On March 14, Saudi Arabia sent 1,000 troops across the causeway into Bahrain, and two days later police cracked down on protesters who had been camped in the centre of Manama for a month, killing three demonstrators.
"Nobody is interested in showing hostility to Saudi Arabia and the Gulf countries. Westerners and Arab states alike need their oil and huge financial resources," Ghalioun added.
Nearly half of the world's oil reserves are owned by the Gulf monarchies, which since 1984 have been linked through the "Peninsula Shield" defence pact.
It has been conflict between Sunnis and Shiites, and the looming shadow of Iran, that has been instrumental in coalescing support behind King Hamad, the Sunni monarch who rules over a Bahrain population that is 70 per cent Shiite.
"The Arab position, especially that of the Gulf countries, was expected because of sectarian polarization in the region and the ambitions of Iran," said analyst Ibrahim al-Sumaidaie.
"Washington, together with most Arab countries, is convinced of Iranian involvement in the revolt in Bahrain, and nobody had any intention of seeing a powder keg ignited a few steps from the world's main oil reserves," said Sumaidaie, a professor of international relations in Baghdad.
For Saudi Arabia, the sectarian issue is ultra-sensitive. Only 10 per cent of Saudi Arabia's population is Shiite, but they inhabit the oil regions of the kingdom.
By contrast, virtually all of Libya is Sunni, and Saudi King Abdullah's dislike of Gadhafi is no secret. The two have occasionally exchanged pointed insults, sometimes publicly.
Even Syria, Iran's main ally in the Arab world, said on Sunday through its foreign minister, Walid Muallem, that the intervention of Gulf forces in Bahrain was "lawful."
"The Syrian regime wants to avoid a hostile position toward the Gulf countries, especially after what happened to Moamer Gadhafi who found himself abandoned by his Arab peers," said Hamid Fadhil, a professor of political science at Baghdad University.

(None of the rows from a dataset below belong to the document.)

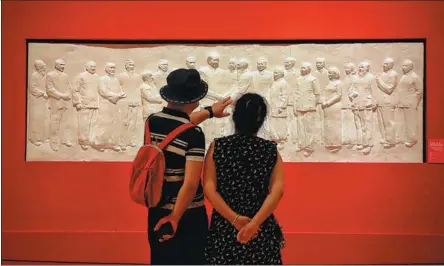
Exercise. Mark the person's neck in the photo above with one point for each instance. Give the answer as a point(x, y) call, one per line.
point(244, 134)
point(178, 108)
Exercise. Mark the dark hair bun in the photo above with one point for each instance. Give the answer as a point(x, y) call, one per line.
point(249, 113)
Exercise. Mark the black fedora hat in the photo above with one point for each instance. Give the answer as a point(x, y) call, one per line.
point(184, 86)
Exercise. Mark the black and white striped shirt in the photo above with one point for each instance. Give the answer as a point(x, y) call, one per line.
point(190, 145)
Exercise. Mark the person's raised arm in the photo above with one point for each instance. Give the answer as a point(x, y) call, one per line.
point(210, 192)
point(269, 205)
point(193, 168)
point(218, 112)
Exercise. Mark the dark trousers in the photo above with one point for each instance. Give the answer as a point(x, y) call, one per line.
point(188, 244)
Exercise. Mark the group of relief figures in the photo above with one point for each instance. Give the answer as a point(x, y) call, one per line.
point(307, 107)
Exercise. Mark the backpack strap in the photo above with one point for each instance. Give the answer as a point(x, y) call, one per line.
point(147, 133)
point(174, 134)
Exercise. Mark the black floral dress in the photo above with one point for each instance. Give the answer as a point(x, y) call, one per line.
point(244, 165)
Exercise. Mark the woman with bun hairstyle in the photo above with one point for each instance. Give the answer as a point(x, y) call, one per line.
point(244, 181)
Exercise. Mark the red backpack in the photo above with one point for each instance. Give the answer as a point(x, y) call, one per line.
point(148, 168)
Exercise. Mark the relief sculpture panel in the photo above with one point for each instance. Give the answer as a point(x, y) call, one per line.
point(345, 102)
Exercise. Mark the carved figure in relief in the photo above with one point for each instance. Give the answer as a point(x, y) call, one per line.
point(108, 131)
point(363, 105)
point(190, 63)
point(278, 104)
point(230, 80)
point(306, 99)
point(244, 82)
point(348, 127)
point(151, 100)
point(386, 99)
point(58, 89)
point(38, 105)
point(230, 76)
point(161, 74)
point(86, 102)
point(131, 106)
point(291, 75)
point(214, 76)
point(332, 111)
point(262, 80)
point(410, 93)
point(321, 75)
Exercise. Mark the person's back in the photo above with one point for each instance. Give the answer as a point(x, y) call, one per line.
point(190, 145)
point(243, 180)
point(244, 165)
point(182, 202)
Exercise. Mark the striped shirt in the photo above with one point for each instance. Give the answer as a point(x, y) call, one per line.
point(188, 146)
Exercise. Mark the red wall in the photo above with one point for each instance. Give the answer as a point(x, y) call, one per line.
point(331, 213)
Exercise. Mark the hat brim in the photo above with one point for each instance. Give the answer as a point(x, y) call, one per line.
point(170, 96)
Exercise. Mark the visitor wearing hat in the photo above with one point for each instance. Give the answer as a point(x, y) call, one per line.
point(182, 201)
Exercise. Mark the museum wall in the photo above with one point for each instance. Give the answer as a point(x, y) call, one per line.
point(330, 213)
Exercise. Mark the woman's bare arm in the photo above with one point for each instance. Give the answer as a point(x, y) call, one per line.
point(209, 184)
point(276, 193)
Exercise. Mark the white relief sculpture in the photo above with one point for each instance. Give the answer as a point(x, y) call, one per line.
point(244, 82)
point(86, 101)
point(410, 92)
point(38, 105)
point(291, 76)
point(214, 76)
point(231, 79)
point(386, 100)
point(278, 103)
point(108, 132)
point(306, 99)
point(161, 74)
point(331, 104)
point(103, 114)
point(321, 75)
point(190, 62)
point(130, 105)
point(58, 89)
point(363, 105)
point(262, 80)
point(348, 128)
point(151, 100)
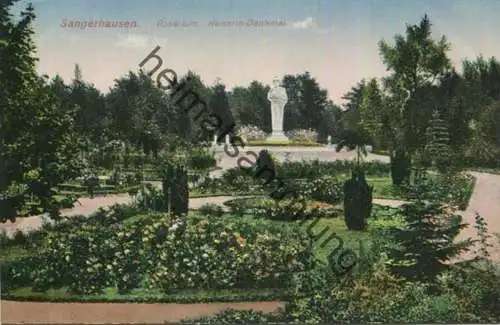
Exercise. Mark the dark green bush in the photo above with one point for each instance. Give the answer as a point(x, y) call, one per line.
point(232, 317)
point(400, 167)
point(357, 201)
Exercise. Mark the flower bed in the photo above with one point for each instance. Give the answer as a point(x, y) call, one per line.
point(276, 143)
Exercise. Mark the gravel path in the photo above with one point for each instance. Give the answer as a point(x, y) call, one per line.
point(486, 201)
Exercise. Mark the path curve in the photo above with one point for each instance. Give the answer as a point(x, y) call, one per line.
point(485, 200)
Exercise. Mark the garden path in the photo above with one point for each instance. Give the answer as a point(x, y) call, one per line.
point(486, 201)
point(86, 206)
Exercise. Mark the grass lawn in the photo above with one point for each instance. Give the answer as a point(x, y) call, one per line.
point(351, 239)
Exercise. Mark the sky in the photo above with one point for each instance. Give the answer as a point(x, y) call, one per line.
point(335, 40)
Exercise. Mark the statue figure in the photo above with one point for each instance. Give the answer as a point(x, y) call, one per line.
point(278, 98)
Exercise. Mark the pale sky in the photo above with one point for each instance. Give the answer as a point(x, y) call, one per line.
point(336, 41)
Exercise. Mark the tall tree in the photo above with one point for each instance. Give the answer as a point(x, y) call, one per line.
point(250, 106)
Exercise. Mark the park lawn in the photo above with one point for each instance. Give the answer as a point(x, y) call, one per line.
point(351, 240)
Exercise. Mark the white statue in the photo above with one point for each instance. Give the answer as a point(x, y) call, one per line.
point(278, 98)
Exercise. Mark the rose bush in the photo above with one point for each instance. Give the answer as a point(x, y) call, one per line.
point(251, 132)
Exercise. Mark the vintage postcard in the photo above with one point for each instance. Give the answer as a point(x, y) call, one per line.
point(249, 162)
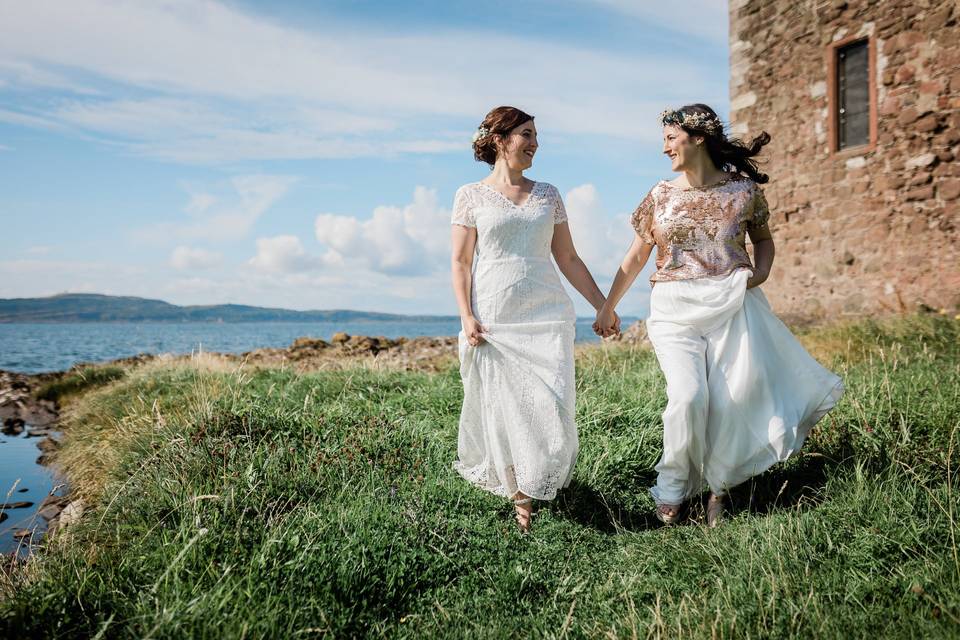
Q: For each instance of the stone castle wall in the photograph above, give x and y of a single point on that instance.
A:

"After the beginning of the unrest in their country, authorities in Damascus totally changed their attitude to Bahrain, to avoid being isolated in case they themselves use force against demonstrators," he said.
"This turnaround has been a surprise to (Syrian ally) Iran, but the Syrians believe it is better to have the backing of Gulf countries against a possible Western intervention should the situation worsen," he said.
In fact the only Arab leader who openly took a stand in favour of Bahraini protesters was Iraq's Shiite Prime Minister Nuri al-Maliki: "We saw how they dealt with the tyrants who claim their rights peacefully in Libya, Saudi Arabia and Bahrain," he said on Saturday.
That statement, analysts said, jeopardises the possibility of a planned Arab summit in Baghdad in May.